Gauss naive Bayesian Classification method is a simple and fast method, if the simple and fast method enough to make the results satisfactory, then do not waste too much CPU resource design complex algorithm-->sklearn.naive_bayes. Gaussiannb

Gauss Naive Bayes makes a Gaussian fitting of each data of the same label, and then makes a rough classification of the test data, although the fitting of the real world is not very accurate, but also very good, especially for the text data

From Sklearn.naive_bayes import GAUSSIANNB
From sklearn.model_selection import Train_test_split
Train_test_split can automatically randomly divide data into training sets and test sets:

X_train, X_test, y_train, y_test = Train_test_split (Digits.data, Digits.target)
This algorithm calls the method to be consistent with the above, the concrete use to study the parameters

CLF = GAUSSIANNB ()
Clf.fit (X_train, Y_train)
When testing

predicted = Clf.predict (x_test)


Quantitative Analysis of the results

There are a number of mature metrics in the module sklearn.metrics:

From Sklearn import metrics

   
   >>> print (Metrics.classification_report (expected, predicted))
For the classification of the evaluation, will return precision precision, recall recall, f1-score and support

The other is a confusing matrix, which is invoked as follows:

Metrics.confusion_matrix (expected, predicted)
can help us see the error points of each category

Sometimes we can draw the relationship between each dimension's features and results, and manually select useful features.

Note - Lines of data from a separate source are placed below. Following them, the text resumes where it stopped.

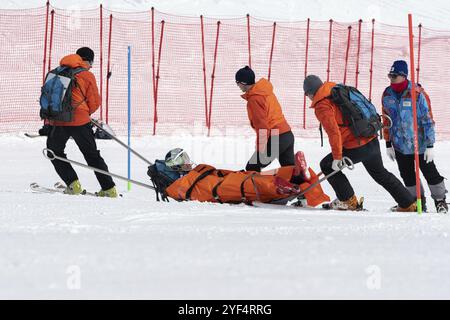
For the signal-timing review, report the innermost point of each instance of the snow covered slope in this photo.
(434, 15)
(58, 246)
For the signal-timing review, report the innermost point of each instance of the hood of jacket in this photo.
(323, 93)
(73, 61)
(262, 88)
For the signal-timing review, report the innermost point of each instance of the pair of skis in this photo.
(57, 188)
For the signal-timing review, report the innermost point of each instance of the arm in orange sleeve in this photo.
(325, 114)
(91, 92)
(258, 110)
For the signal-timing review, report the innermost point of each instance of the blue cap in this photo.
(400, 67)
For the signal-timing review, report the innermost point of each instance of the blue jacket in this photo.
(399, 108)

gradient boosting tree regression

GBT is a very powerful regression tree.

From sklearn.ensemble import Gradientboostingregressor
CLF = Gradientboostingregressor ()

   
   clf.fit (X_train, y_train)

   
   

   
   predicted = Clf.predict (x_test)


Other than that:

(regression) Decision tree decision

From Sklearn.tree import Decisiontreeregressor


Cond......









Contact Us

The content source of this page is from Internet, which doesn't represent Alibaba Cloud's opinion; products and services mentioned on that page don't have any relationship with Alibaba Cloud. If the content of the page makes you feel confusing, please write us an email, we will handle the problem within 5 days after receiving your email.

If you find any instances of plagiarism from the community, please send an email to: info-contact@alibabacloud.com and provide relevant evidence. A staff member will contact you within 5 working days.

A Free Trial That Lets You Build Big!

Start building with 50+ products and up to 12 months usage for Elastic Compute Service

  • Sales Support

    1 on 1 presale consultation

  • After-Sales Support

    24/7 Technical Support 6 Free Tickets per Quarter Faster Response

  • Alibaba Cloud offers highly flexible support services tailored to meet your exact needs.